ComCiência – A aposta no álcool pode provocar uma competição da cultura da cana com outras culturas, gerar falta de alimento e aumento do preço do próprio álcool e de alimentos. Como o senhor avalia essas críticas?
Bautista Vidal - Li sobre os pronunciamentos de Fidel Castro combatendo o programa do álcool. Ele está profundamente equivocado, porque a produção de álcool dá como subproduto uma grande quantidade de alimentos. Esses comentários demonstram falta de informação. Estou até procurando o embaixador para passar as informações corretas. Por exemplo, as micro usinas novas estão acoplando a produção de cana com a criação de gado confinado. O gado é alimentado com bagaço de cana e o vinhoto. Uma usina de 200 litros/dia permite criar 80 cabeças de gado, produzindo carne e leite. Como consequência, você tem uma grande quantidade de adubo orgânico, que eleva a produtividade da agricultura. Outro exemplo é a mandioca. A raiz dá álcool e a parte aérea da folha é um rico alimento que tem 27% de proteína. É possível produzir uma quantidade enorme de ração animal e humana a partir das folhas. O dendê é outro exemplo. Ao esmagar o dendê retira-se o óleo e o que sobra se transforma em ração. O girassol também. Já a mamona dá adubo. Em geral, a produção de biocombustíveis dá como consequência um aumento na produção de alimentos. Então, é um equívoco total essa história de que o álcool vai substituir outras plantações, ou diminuir a produção de alimentos. O que vai acontecer é um barateamento do álcool. Essas usinas com tecnologias novas produzem álcool, mas também produzem cachaça, açúcar mascavo e alimentam gado, produzindo carne, leite e adubo orgânico. São o caminho para implantarmos um milhão de micro usinas no Brasil e aumentar enormemente a produção de carne, leite e adubo.
ComCiência – Essas micro usinas funcionam por cooperativas de pequenos agricultores?

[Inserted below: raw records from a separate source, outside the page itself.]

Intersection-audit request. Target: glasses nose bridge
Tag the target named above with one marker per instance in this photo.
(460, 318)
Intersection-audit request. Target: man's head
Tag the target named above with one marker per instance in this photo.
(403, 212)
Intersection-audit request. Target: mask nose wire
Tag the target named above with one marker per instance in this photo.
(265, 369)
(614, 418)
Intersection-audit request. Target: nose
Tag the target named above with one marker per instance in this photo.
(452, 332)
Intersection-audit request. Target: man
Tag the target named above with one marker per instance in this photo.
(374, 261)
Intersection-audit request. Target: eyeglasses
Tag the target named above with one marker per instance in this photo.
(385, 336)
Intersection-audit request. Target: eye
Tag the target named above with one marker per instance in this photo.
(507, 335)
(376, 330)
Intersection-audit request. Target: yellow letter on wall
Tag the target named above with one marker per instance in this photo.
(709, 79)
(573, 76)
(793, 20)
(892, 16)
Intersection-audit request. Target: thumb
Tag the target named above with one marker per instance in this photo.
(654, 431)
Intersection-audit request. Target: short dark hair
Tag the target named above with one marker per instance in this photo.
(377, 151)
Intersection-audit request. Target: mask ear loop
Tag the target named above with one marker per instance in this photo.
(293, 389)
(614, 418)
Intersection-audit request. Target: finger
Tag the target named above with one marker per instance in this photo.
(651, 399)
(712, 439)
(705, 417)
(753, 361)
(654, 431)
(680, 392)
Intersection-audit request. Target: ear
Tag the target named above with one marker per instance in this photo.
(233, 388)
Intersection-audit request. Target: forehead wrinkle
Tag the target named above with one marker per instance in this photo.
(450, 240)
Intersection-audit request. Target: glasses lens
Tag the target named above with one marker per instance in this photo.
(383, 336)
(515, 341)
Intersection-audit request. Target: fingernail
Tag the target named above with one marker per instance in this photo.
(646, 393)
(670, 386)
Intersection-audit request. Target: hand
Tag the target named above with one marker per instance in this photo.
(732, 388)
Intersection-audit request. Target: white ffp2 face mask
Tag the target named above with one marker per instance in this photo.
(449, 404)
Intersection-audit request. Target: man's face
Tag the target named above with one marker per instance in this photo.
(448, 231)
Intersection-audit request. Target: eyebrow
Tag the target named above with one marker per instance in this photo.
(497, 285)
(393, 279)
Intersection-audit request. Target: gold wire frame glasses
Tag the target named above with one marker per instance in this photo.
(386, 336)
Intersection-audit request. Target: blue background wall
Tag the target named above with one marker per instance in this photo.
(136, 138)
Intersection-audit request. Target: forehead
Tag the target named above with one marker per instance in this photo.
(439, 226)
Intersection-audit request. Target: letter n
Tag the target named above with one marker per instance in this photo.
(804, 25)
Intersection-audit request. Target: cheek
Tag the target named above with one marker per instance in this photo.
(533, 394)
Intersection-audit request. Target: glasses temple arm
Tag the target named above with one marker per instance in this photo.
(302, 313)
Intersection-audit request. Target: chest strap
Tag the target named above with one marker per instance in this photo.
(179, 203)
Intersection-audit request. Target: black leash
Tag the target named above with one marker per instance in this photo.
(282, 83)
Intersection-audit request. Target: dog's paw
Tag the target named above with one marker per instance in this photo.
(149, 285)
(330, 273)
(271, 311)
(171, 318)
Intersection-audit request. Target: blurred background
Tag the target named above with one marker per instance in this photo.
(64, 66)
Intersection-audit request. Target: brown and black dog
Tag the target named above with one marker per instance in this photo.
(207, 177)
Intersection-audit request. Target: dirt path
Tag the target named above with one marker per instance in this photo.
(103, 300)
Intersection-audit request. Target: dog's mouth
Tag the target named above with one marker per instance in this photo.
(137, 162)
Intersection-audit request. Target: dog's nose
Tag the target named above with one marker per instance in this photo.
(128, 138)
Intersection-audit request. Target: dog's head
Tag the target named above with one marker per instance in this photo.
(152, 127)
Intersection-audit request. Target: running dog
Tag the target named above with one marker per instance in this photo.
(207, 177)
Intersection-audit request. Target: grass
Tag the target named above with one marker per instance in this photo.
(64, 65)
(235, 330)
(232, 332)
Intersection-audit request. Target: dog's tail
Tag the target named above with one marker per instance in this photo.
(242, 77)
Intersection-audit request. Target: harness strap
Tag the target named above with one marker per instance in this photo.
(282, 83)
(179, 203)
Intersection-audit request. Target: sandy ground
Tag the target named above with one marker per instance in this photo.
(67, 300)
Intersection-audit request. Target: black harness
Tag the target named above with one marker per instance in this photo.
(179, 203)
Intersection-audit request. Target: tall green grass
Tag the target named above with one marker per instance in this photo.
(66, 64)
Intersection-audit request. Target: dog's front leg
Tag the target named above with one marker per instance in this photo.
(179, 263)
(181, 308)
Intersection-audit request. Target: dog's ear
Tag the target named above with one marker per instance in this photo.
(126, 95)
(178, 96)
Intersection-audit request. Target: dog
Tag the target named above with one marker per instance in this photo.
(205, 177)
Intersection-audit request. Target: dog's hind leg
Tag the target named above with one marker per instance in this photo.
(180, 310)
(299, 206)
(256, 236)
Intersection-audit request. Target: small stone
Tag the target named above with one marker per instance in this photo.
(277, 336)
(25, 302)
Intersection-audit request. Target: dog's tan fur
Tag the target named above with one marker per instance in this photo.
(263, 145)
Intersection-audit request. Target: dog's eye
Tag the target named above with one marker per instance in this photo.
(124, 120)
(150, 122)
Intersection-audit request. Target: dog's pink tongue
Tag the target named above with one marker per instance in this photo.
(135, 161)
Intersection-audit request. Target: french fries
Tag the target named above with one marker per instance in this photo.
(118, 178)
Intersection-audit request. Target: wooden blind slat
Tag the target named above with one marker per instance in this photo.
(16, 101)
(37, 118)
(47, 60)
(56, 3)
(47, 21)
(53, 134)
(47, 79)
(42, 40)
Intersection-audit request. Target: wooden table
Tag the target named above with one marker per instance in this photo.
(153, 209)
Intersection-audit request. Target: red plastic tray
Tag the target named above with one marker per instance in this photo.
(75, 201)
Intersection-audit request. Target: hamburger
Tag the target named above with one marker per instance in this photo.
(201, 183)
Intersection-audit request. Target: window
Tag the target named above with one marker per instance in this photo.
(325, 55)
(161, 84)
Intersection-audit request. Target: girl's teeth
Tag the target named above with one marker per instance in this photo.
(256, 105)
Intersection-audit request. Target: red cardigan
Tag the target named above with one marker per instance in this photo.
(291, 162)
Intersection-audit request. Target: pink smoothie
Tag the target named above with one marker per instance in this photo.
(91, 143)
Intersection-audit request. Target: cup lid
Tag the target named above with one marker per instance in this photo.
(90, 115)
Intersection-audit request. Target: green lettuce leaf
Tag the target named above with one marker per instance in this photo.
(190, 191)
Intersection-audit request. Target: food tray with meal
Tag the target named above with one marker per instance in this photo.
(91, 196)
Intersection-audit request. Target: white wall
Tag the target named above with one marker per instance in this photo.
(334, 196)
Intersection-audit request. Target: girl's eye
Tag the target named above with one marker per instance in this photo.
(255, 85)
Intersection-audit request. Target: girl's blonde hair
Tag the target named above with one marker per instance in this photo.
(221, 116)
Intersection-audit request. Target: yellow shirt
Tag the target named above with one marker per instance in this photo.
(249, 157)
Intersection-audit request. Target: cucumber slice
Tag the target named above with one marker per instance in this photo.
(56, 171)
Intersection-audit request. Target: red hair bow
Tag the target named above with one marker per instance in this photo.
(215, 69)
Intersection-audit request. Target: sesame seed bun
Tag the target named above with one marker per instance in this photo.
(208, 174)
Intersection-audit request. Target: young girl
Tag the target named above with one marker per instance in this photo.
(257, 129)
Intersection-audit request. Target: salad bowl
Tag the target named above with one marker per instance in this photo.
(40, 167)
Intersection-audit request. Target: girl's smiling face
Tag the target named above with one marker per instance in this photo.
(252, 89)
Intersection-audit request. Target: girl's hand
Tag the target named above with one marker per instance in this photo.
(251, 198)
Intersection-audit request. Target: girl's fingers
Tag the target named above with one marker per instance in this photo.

Vidal - Não ainda. Por enquanto o que há é uma usina piloto que está em operação há três anos e que fica próxima a Belo Horizonte. Nós estamos aperfeiçoando ao máximo a tecnologia dela porque o preço do álcool sai muito reduzido e ainda são produzidos todos esses outros agregados.
ComCiência – Como o senhor imagina que esse um milhão de micro usinas pode ser implementado?
Vidal - Bastaria o governo criar uma demanda organizada e dar mais atenção à questão energética. O governo está falando muito, mas não está fazendo nada. Não há nenhuma instituição cuidando rigorosamente da energia renovável. Quando nós quisemos entrar na era do petróleo criamos a Petrobras. É preciso criar um organismo do Estado para ajudar os pequenos agricultores, desenvolver tecnologia, abrir o mercado externo, porque o mercado de energia renovável é mundial. Está faltando uma instituição que conheça com profundidade as peculiaridades do setor e que possa ajudar o pequeno produtor. Por exemplo, o Lula foi ontem para os EUA, esteve em Camp David, quem o assessorou. Não teve nenhuma instituição que desse para ele as informações corretas. Até nessa chamada “parceria” com os EUA, nós entramos com tudo e os americanos entram para dominar, para controlar o mercado externo, controlar o setor. Como eles já fizeram com a soja, com o leite e com o petróleo, em termos mundiais. Dominando a distribuição, eles dominam o setor. Agora, o grande risco, que já está acontecendo, é o da compra de terras e usinas, porque o Brasil é o único território capaz de produzir energia renovável em grandes proporções. Nós vamos ser apenas o local onde o álcool será explorado por corporações estrangeiras, que vão distribuir esses combustíveis a nível mundial.
ComCiência – Como o senhor avalia essa “diplomacia do etanol” com o presidente Bush? A “parceria” pode ser vantajosa?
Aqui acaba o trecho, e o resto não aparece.